A road-trip-from-hell as a romantic comedy? Yep. Moyes’s latest novel is a departure from her previous works, this time focusing on a single mom, her weird kids, and a geeky tech guy. Financially strapped Jess can’t afford to send her math whiz daughter to a decent school, but then a scholarship opportunity arises—in Scotland, and she can’t afford to drive there. Enter Geeky Ed, who owes her a favor, but mostly wants a chance to think about anything besides the insider trader scandal he’s embroiled in. The story is told from four different points of view, with different voices for each, which makes the audio version great.
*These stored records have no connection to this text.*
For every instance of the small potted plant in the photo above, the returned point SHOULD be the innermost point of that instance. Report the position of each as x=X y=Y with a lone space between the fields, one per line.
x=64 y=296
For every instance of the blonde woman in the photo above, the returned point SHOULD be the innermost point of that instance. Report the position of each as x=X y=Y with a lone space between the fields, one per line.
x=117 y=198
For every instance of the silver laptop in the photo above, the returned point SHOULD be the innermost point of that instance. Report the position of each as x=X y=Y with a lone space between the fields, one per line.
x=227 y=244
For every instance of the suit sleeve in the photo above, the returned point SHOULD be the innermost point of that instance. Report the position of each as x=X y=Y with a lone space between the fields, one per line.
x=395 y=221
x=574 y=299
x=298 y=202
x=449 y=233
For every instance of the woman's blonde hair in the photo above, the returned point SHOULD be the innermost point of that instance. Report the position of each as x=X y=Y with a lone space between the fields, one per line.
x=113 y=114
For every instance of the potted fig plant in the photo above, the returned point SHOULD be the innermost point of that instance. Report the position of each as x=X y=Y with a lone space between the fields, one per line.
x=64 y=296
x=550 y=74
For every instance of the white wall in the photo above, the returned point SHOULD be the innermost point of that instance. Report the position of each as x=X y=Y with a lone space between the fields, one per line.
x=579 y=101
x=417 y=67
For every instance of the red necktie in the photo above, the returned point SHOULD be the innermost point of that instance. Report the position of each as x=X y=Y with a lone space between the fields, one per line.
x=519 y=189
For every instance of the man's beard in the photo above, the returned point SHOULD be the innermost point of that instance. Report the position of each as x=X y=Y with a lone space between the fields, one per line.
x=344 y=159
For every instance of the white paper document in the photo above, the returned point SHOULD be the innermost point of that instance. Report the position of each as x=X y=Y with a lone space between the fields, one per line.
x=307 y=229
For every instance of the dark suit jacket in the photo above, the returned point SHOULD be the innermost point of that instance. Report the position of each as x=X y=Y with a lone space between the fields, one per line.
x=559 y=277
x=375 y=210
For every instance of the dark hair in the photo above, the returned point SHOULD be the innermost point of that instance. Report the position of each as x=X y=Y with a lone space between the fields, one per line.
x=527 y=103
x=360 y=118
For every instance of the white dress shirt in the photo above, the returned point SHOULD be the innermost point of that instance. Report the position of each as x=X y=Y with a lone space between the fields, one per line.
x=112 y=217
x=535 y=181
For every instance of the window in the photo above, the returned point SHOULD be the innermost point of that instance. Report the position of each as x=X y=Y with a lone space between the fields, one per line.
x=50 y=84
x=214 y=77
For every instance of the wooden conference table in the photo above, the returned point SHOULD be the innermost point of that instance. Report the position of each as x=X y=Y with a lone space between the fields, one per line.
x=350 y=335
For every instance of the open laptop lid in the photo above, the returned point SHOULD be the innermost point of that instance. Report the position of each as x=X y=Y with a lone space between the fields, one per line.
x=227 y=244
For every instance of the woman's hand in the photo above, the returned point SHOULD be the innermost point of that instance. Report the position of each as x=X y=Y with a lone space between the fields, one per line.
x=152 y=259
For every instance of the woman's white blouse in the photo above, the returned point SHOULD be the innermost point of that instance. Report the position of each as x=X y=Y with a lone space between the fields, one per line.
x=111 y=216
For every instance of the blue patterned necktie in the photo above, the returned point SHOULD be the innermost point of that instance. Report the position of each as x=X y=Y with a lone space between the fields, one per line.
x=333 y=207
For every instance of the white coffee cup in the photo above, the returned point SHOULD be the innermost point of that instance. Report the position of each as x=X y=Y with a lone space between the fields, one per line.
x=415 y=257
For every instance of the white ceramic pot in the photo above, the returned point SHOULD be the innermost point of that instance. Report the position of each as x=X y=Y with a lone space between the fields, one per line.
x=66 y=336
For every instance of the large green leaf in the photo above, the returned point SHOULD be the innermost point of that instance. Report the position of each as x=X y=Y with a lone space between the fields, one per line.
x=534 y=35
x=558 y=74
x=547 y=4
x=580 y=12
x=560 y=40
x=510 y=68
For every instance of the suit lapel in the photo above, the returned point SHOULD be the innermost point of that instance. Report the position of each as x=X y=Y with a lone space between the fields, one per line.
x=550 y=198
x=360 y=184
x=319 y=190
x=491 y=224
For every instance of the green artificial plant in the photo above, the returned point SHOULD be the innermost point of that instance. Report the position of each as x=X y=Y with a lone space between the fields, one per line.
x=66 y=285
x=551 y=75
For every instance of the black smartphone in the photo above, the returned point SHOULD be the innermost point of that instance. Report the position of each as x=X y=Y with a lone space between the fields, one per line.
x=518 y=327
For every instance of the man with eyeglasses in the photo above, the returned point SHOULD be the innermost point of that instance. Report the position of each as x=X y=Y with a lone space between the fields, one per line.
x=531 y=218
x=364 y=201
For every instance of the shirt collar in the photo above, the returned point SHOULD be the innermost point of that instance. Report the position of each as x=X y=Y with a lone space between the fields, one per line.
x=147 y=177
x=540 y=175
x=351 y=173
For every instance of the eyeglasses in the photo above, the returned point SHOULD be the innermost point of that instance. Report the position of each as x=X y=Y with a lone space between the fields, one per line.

Quirky and endearing.
Owen and Lucy live in the same apartment building, but don’t meet until they’re stuck in an elevator together during a blackout. They forge an instant connection—but almost immediately after, Owen and his father take off for New Mexico, then California, then Seattle, and Lucy and her parents move to Scotland, then England. (Long-distance travel is quite the metaphor for adolescence, no?) As they move farther apart, their connection deepens, which makes them wonder: what if home isn’t a place, but a person?
Renowned travel writer Bryson takes to the Appalachian Trail in this laugh-out-loud travel memoir. After returning to America after 20 years in England, Bryson reconnects with his home country by walking 800 of the AT’s 2100 miles, many of them with his cranky companion Katz, who serves as a brilliant foil to Bryson’s scholarly wit. A superb hiking memoir that skillfully combines laugh-out-loud anecdotes with serious discussions about history, ecology, and wilderness trivia. Droll, witty, entertaining.
For fans of Sarah Dessen and Jenny Han. After her family (or what’s left of it) impulsively moves from California to Connecticut, Amy has to get her car cross-country. There’s just one problem: because of a tragic accident, Amy doesn’t drive. Enter Roger, an old family friend who volunteers to come along for the ride, and who is dealing with his own heartbreak. Before long, the two friends decide to ditch her mom’s carefully-orchestrated route in favor of the scenic route, stopping to see familiar haunts, old loves, and plenty of small town America. Matson adds color to this sweet story with emails, receipts, and playlists galore. Sure to inspire wanderlust. If you like this, read Since You’ve Been Gone next.